# Journeyman Exam Training in Miami, FL



## Colorado Fatboy (Apr 25, 2009)

jaojalvo said:


> I'm looking for a small class to help me pass the journeyman exam for Miami-Dade. I took the Mike Holt class but would like a smaller class (less than 10 participants).
> 
> Anyone knows if this exists in Miami?
> 
> Any other suggestions to help me pass the exam would be helpful (online classes or particular study guides).

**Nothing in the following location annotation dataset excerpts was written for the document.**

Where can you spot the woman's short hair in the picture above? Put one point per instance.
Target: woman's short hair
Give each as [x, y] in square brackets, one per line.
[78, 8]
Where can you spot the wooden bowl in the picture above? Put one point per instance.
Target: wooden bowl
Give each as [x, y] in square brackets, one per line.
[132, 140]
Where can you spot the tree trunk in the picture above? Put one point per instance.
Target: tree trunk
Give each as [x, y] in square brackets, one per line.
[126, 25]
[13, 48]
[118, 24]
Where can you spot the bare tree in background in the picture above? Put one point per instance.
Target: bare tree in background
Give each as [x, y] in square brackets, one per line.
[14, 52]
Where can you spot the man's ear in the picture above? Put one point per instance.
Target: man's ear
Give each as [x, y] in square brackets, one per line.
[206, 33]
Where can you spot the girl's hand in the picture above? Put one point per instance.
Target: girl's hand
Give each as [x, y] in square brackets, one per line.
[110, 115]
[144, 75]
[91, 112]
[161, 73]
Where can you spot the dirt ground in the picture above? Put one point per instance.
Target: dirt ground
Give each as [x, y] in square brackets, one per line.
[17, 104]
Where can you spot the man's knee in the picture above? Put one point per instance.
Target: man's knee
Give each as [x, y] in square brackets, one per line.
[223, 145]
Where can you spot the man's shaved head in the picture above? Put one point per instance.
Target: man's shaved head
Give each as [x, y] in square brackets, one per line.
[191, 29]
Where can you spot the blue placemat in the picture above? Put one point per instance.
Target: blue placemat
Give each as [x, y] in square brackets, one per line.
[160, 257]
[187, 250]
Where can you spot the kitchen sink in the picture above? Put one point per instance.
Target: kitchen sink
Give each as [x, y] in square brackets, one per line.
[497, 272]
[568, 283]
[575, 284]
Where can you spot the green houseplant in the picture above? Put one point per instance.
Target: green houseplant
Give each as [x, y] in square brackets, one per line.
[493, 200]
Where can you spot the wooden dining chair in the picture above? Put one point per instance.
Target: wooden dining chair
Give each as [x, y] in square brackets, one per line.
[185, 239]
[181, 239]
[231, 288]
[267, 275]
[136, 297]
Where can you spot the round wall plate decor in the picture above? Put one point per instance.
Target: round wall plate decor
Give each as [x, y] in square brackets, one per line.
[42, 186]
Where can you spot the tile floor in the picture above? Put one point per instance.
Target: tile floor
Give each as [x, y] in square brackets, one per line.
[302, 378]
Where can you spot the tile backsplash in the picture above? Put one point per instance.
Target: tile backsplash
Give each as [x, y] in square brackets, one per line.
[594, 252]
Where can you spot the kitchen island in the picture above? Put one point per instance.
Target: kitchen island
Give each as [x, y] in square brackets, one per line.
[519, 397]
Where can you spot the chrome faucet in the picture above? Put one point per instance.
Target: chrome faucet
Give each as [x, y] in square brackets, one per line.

I recently got my JW license here in CO. I went to a class that was 2 days long. Probably 40ppl in there. The class came with an awesome workbook. After working my way through the book I started doing every practice test I could find. I passed, first time taking the test. However I spent a LOT of time studying. It was 10 weeks from the class until the day I tested. Take any and all free time you have and study. Even if it's only 15mins. The thing is there is no substitute for spending the time studying. Keeping study sessions under an hour is a good idea too. Hope that helps. Good luck!


----------



## Colorado Fatboy (Apr 25, 2009)

Here are some links to help you too: Some of this stuff is 2008 but it's still good. I used a lot of 2008 practice tests myself. Don't worry if they say Journeyman or Master on the practice stuff. Basically all the same questions.

http://www.electrician2.com/vdrv11practice/rvframehol.htm

http://www.mikeholt.com/freestuff.php?id=freegeneral


----------



## Electron_Sam78 (Feb 26, 2010)

Colorado Fatboy said:


> I recently got my JW license here in CO. I went to a class that was 2 days long. Probably 40ppl in there. The class came with an awesome workbook. After working my way through the book I started doing every practice test I could find. I passed, first time taking the test. However I spent a LOT of time studying. It was 10 weeks from the class until the day I tested. Take any and all free time you have and study. Even if it's only 15mins. The thing is there is no substitute for spending the time studying. Keeping study sessions under an hour is a good idea too. Hope that helps. Good luck!


 
Are these tests usually open book with the NEC portion?


----------



## Colorado Fatboy (Apr 25, 2009)

Electron_Sam78 said:


> Are these tests usually open book with the NEC portion?



Yes they are.


----------